Baekhyun Soojung ile oynarken sıkıntıyla iç çekti. "Yakında saldırmak için gelecek. Bizim de hazırlık yapmamız gerekiyor." Tao'nun dediği ile başını salladı. Ardından Joohyuk ile oynaya Yoona'ya baktı. "Bana Jongin'i çağır." Yoona selam verdi ve aldığı emri yerine getirmek için odadan ayrıldı.
"Ne yapacaksın?" Baekhyun dudak büzdü. "Şu an yapabileceğim bir şey yok. Sadece her an olabilecek bir saldırıya hazırlık yapıyorum." Sessizliğe gömüldüler. Az sonra Jongin Yoona ile birlikte geldi. Selam verdi ve Baekhyun'un işaret ettiği yere oturdu. "Ne için beni çağırdın?"

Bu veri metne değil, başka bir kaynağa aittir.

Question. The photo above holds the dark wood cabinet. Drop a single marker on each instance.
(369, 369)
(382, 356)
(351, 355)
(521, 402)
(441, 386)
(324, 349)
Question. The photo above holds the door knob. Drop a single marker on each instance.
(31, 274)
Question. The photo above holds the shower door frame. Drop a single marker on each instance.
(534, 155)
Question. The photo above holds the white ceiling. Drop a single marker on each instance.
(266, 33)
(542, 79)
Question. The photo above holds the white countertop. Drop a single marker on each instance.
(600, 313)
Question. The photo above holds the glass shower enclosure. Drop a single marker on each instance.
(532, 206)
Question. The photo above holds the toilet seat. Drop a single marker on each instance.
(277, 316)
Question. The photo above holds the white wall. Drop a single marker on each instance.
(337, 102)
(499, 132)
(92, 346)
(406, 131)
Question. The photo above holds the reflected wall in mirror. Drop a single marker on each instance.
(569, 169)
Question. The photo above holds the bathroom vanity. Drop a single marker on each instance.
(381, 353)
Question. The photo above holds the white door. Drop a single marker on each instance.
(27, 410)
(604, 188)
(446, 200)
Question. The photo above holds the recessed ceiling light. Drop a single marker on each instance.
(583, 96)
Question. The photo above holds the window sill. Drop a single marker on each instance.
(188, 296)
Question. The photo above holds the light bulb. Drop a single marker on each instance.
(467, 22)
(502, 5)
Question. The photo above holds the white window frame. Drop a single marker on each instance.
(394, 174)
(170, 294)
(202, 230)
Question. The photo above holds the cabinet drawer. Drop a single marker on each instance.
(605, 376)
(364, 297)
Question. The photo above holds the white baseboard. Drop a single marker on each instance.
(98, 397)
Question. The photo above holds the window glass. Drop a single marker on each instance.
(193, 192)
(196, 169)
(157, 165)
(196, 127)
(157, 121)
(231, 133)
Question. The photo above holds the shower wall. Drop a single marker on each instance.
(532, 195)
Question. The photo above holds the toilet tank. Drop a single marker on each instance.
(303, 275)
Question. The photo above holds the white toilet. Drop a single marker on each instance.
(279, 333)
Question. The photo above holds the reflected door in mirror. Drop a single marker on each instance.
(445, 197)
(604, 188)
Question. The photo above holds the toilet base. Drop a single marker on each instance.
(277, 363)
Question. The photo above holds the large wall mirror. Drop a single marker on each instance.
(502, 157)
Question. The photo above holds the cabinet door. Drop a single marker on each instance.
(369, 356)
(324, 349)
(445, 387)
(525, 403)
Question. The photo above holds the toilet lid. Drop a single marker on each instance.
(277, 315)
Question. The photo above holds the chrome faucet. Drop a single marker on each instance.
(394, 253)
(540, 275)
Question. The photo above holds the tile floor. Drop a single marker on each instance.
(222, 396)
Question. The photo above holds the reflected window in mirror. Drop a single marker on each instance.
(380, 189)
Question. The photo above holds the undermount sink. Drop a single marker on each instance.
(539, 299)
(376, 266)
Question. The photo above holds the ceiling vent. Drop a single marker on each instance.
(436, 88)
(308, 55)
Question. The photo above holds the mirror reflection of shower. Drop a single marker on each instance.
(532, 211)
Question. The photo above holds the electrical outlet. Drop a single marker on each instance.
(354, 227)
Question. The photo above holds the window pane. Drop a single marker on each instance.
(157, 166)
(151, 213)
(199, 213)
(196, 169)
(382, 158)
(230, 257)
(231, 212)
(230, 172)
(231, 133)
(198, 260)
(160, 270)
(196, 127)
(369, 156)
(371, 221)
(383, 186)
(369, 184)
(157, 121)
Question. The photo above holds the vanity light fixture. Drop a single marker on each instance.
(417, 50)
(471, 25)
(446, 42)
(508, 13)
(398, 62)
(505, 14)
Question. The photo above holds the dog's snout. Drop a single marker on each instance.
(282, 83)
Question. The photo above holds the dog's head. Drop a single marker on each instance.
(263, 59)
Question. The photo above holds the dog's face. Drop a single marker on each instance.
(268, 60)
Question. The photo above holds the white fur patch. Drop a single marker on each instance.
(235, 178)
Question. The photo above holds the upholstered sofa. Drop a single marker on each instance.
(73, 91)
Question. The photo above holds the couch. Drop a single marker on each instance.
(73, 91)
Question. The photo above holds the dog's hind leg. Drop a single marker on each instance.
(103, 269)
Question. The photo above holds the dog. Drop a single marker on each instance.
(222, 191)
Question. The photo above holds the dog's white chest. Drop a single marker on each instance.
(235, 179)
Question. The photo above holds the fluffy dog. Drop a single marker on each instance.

Baekhyun kucağındaki Soojung'u Yoona'ya uzattı ve onları götürmesi için işaret verdi. Yoona, bebeklerle birlikte odadan ayrılırken Baekhyun yerinde doğruldu. "Biz ne kadar askere sahibiz?" Jongin kaşlarını çattı. "Bir anda neden-" Baekhyun sözünü kesti. "Hadi söyle. Sonra anlatacağım."
"Yaklaşık olarak 100 bin kadar. Şimdi nedenini söyle." Baekhyun sessizce ne yapacağını düşünürken Tao açıklama gereği duydu. "Arşidük Jiho, bu aralar çok sessiz. Kadının evde olmadığını öğrenmiştir. Muhtemelen saldırmak için hazırlık yapıyordur."

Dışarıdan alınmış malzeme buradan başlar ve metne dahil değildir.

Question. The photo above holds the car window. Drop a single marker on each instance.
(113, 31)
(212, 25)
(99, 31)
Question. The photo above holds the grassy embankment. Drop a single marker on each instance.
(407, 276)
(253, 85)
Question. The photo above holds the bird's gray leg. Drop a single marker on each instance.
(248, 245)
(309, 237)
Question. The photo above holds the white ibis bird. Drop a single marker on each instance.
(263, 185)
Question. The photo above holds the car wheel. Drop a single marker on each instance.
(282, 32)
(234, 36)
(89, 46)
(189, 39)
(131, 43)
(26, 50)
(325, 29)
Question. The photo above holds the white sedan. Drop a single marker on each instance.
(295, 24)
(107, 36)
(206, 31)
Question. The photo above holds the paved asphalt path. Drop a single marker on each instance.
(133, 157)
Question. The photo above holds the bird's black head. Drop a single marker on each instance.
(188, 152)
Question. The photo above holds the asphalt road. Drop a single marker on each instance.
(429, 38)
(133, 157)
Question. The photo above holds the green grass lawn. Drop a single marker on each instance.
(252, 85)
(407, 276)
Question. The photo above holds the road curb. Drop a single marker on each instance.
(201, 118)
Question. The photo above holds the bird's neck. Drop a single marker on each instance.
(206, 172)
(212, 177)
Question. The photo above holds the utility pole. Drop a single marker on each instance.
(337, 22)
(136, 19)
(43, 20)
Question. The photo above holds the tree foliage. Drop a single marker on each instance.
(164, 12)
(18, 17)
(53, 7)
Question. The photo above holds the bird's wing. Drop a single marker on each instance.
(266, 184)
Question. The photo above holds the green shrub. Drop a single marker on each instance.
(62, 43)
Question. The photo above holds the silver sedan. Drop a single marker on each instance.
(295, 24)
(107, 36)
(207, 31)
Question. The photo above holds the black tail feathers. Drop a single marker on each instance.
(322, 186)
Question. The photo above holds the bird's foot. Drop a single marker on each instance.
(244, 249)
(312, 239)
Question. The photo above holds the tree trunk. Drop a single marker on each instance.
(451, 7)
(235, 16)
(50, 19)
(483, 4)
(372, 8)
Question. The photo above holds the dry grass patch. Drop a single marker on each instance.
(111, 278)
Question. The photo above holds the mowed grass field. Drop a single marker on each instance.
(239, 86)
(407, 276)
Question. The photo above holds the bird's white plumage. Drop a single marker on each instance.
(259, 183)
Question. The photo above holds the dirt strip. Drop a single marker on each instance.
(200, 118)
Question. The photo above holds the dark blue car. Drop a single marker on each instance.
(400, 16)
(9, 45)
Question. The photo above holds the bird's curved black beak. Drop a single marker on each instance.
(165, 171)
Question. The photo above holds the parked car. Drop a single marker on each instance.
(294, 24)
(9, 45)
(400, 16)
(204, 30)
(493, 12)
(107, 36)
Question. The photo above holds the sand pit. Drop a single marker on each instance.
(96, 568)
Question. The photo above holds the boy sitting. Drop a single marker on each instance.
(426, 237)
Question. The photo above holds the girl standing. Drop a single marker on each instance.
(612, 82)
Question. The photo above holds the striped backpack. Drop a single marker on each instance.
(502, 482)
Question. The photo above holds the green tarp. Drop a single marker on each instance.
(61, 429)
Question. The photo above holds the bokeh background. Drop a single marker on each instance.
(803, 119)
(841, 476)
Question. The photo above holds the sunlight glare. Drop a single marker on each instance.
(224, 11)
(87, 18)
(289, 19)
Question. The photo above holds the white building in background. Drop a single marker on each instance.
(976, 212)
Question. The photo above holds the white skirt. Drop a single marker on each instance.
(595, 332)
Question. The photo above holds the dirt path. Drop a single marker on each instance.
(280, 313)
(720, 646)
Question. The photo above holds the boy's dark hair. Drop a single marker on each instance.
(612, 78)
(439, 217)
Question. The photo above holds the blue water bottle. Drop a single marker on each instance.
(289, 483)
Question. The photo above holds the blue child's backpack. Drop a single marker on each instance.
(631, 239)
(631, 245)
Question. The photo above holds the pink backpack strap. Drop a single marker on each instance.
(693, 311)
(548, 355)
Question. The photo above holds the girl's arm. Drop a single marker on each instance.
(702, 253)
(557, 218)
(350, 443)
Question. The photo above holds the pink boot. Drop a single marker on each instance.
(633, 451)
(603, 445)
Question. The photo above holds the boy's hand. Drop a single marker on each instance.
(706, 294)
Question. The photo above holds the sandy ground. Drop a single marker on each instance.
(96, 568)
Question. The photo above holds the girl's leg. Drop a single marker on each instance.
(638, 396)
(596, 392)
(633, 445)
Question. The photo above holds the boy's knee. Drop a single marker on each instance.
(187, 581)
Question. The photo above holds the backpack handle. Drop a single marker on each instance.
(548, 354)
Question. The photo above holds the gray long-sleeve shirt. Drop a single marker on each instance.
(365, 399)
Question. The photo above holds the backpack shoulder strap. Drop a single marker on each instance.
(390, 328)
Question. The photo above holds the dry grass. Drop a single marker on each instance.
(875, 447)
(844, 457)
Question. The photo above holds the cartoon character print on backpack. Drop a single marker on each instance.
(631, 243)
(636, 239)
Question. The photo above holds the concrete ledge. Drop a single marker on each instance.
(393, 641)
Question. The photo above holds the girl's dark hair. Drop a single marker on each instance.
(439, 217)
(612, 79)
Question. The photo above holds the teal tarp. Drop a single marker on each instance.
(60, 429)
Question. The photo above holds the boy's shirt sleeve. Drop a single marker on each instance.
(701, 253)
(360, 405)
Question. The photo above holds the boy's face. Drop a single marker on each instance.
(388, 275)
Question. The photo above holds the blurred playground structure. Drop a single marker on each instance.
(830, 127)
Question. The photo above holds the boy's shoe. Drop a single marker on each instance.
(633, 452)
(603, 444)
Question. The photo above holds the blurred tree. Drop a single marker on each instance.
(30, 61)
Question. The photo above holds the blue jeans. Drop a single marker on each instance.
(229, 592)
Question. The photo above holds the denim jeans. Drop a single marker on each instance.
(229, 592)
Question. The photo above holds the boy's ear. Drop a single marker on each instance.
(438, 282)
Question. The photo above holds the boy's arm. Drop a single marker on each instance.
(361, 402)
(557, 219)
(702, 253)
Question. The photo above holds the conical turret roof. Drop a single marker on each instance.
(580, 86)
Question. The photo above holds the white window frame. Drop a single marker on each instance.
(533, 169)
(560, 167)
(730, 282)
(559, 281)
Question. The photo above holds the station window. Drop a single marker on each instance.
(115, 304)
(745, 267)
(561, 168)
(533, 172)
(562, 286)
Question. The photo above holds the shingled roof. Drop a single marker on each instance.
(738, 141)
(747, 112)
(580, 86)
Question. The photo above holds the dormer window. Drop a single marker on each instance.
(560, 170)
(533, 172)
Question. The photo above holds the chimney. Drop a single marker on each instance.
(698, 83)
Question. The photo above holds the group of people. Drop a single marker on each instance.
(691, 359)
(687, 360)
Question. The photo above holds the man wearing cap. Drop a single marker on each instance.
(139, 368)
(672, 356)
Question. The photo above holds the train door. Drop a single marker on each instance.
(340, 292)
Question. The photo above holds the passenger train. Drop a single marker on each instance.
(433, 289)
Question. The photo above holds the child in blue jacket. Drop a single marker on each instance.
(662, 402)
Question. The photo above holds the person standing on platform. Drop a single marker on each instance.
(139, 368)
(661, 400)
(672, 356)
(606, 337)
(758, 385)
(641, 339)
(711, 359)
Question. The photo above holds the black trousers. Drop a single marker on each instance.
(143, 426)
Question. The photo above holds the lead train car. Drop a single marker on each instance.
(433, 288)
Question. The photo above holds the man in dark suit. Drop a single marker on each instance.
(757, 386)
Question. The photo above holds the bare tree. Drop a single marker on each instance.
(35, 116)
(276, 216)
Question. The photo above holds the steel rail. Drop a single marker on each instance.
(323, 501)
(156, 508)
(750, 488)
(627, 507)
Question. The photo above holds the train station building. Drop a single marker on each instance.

Jongin hızla ayağa kalktı. "Bunu neden Chanyeol'a söylemek yerine kendiniz halletmeye çalışıyorsunuz?" Baekhyun, Jongin'in aniden bağırması ile ürkse de elini sinirle masaya vurdu. "Babasını amcasının öldürdüğünü öğrense plansız bir şekilde saldırırsa daha mı iyi!? Ben olabildiğince zararı en aza indirmeye çalışıyorum. Bütün planı yaptıktan sonra ona her şeyi anlatacağım. Şimdi sen bize yardım etmekle yükümlüsün! Sana emrediyorum!"
Jongin başını iki yana salladı. "İmparatorumun emirleri sizden önce gelir." dedi ve hışımla odadan ayrıldı. Baekhyun sinirle saçlarını karıştırdı. O, hala bir lise öğrencisiyken böyle düşünüyordu. Kendisinden yaşça büyük bir insan neden bu şekilde çocuksu davranıyordu bilmiyordu.

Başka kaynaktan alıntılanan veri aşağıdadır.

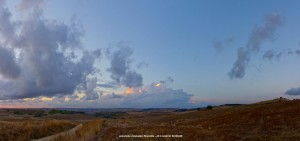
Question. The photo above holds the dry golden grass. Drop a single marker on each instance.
(24, 130)
(276, 120)
(87, 131)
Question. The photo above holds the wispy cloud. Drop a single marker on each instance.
(258, 36)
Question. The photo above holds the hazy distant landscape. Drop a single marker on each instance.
(135, 70)
(267, 120)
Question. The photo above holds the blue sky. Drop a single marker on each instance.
(177, 39)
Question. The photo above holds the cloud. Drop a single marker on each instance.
(42, 57)
(107, 85)
(142, 64)
(120, 67)
(8, 66)
(220, 45)
(258, 36)
(293, 91)
(269, 55)
(238, 70)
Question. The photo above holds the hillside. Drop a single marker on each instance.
(269, 120)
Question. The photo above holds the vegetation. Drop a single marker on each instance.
(86, 132)
(112, 115)
(56, 111)
(25, 130)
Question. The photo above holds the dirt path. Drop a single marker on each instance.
(51, 138)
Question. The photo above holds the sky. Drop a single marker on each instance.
(147, 54)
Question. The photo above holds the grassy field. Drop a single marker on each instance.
(275, 120)
(23, 130)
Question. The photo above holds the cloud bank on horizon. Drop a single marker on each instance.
(43, 61)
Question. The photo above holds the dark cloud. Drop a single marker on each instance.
(269, 55)
(220, 45)
(8, 27)
(293, 91)
(258, 36)
(120, 67)
(46, 57)
(238, 70)
(142, 64)
(107, 85)
(166, 82)
(8, 66)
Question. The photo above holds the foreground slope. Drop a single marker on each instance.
(269, 120)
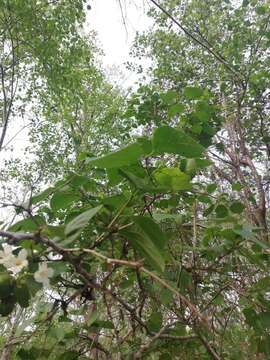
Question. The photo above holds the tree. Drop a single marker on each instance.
(153, 246)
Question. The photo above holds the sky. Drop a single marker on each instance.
(116, 23)
(116, 27)
(116, 30)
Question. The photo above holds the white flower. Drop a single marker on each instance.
(43, 274)
(6, 255)
(12, 262)
(20, 261)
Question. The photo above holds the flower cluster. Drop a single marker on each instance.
(43, 274)
(17, 263)
(12, 262)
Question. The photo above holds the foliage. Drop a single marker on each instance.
(155, 245)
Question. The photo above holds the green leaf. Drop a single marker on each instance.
(7, 305)
(22, 294)
(123, 157)
(221, 211)
(261, 10)
(42, 196)
(62, 200)
(68, 355)
(237, 207)
(29, 224)
(211, 188)
(155, 321)
(138, 182)
(172, 141)
(75, 226)
(146, 249)
(172, 179)
(152, 230)
(236, 186)
(193, 93)
(176, 109)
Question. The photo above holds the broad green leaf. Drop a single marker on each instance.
(172, 179)
(155, 321)
(79, 222)
(138, 182)
(193, 93)
(172, 141)
(237, 207)
(28, 224)
(221, 211)
(176, 109)
(152, 230)
(22, 294)
(123, 157)
(42, 196)
(62, 200)
(146, 249)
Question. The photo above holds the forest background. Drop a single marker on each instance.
(138, 227)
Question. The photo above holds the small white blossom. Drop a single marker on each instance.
(6, 256)
(19, 262)
(12, 262)
(43, 274)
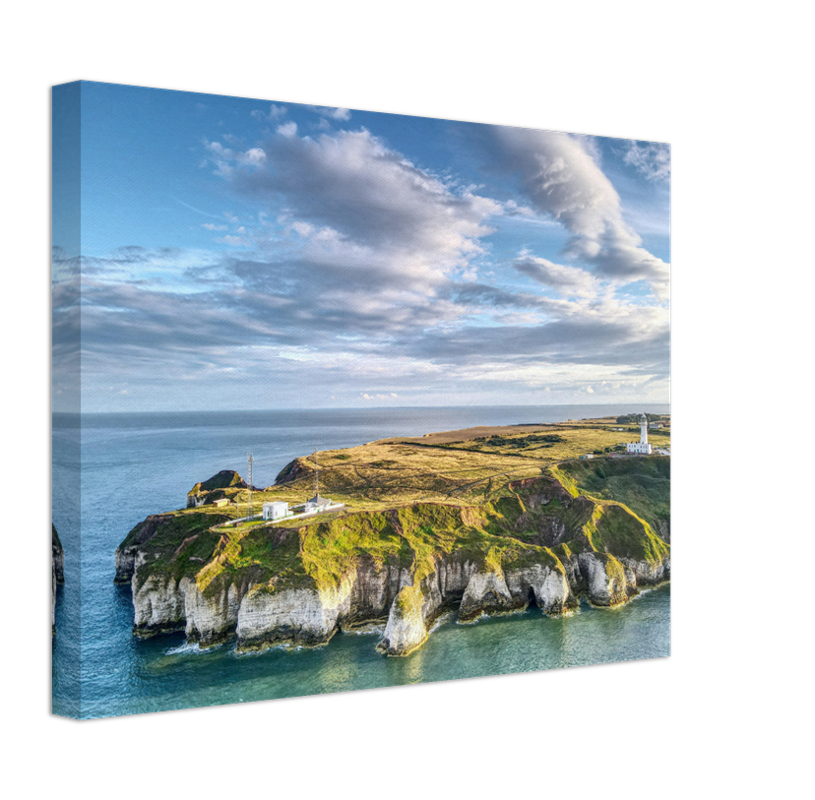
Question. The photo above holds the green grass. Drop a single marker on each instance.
(493, 501)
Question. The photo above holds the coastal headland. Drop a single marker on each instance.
(471, 522)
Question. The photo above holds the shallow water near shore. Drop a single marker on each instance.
(135, 465)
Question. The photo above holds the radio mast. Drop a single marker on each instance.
(249, 460)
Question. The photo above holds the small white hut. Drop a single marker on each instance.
(275, 510)
(643, 446)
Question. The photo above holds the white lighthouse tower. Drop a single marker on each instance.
(642, 446)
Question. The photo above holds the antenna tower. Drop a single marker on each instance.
(249, 460)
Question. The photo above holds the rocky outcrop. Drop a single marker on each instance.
(483, 563)
(223, 484)
(57, 573)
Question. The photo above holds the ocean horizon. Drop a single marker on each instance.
(113, 469)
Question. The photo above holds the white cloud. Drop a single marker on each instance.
(651, 159)
(330, 112)
(561, 176)
(557, 276)
(275, 112)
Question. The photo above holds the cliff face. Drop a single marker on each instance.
(543, 544)
(57, 572)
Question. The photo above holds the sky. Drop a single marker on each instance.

"Şu an Jongin'i Chanyeol'ün odasına gitmeden durdurdum. Sen gidip anlat." Baekhyun Tao'nun dedikleriyle ayağa kalktı. "Taşı da ver bana." Tao elindeki taşı vermeden önce birkaç büyülü söz söyledi ve Baekhyun'a verdi. "Ne yaptın?" Baekhyun'a taşı verirken cevap da verdi. "Chanyeol taşa dokununca babasının ruhunu görecek. Daha sonra babasının ruhu serbest kalacak. Ona hiçbir şey söylemene de gerek yok. Tek yapman gereken bu taşı ona vermek." Baekhyun başını salladı ve odadan çıkarak hızla Chanyeol'ün odasına ilerledi.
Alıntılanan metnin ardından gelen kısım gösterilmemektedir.